Senate Republicans proposed to give nursing homes and HCBS waiver providers a $15 million increase next year.  This amount would be $3 million below the Governor’s budget proposal for Fiscal Year 2022.  The biggest increase in this budget area comes from the Senate’s mental health levy bill, which has the state provide $50 million to replace half the mental health property tax levy and put $10 million in a new mental health risk pool.

For public safety, Senate Republicans said they would increase funding to these programs by $13 million.  Within that amount, the Department of Public Safety receives a $5 million hike in funding while the Department of Corrections gets additional $4 million from the Senate’s wish list.  That amount is $1 million below the Governor’s proposed budget.
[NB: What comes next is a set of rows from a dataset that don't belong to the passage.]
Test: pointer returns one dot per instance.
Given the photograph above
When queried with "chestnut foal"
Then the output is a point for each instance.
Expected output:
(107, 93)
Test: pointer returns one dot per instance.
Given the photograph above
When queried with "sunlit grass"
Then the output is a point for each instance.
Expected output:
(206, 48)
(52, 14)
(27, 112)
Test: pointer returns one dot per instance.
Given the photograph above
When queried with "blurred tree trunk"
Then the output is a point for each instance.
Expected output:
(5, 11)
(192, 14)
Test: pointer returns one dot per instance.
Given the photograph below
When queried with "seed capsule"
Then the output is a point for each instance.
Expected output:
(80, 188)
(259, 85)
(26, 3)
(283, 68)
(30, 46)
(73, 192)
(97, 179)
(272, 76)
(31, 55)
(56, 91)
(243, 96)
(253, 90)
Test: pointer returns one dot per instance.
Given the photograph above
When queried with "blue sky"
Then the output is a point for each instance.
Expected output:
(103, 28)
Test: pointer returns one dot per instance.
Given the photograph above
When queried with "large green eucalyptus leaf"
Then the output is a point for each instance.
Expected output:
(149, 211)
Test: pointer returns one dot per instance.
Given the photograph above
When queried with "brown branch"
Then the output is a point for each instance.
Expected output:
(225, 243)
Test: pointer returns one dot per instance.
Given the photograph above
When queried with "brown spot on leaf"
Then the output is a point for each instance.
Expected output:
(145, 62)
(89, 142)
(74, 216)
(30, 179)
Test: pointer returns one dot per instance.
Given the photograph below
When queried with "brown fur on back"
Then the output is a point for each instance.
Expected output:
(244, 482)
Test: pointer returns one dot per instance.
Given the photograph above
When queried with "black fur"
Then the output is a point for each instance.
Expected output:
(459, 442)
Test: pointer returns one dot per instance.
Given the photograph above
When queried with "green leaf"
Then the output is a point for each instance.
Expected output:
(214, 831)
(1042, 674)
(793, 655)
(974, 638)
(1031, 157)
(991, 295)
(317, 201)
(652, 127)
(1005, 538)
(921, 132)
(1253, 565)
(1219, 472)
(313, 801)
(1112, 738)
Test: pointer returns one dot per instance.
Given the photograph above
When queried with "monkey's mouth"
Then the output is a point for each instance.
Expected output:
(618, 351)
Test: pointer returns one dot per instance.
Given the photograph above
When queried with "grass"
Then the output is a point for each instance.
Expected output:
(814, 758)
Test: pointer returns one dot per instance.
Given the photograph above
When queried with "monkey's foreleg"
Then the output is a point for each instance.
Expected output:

Maybe the biggest mystery is what the Senate is planning to do with the Governor’s push for expanding broadband.  The Governor is pushing for $150 million funding stream each year over the next three years to improve high speed internet access all over Iowa.  Last weekend, Speaker Grassley said on Iowa Press that House Republicans were looking at $100 million for this effort.

And what are Senate Republicans doing for broadband?  That depends on your source.  The Senate Republican press release says “One time expenditures for broadband are not included in these targets.”  Individual senators have told people that it is still up for discussion or it will be funded with federal COVID relief dollars or it could be out of the FY 2021 ending balance.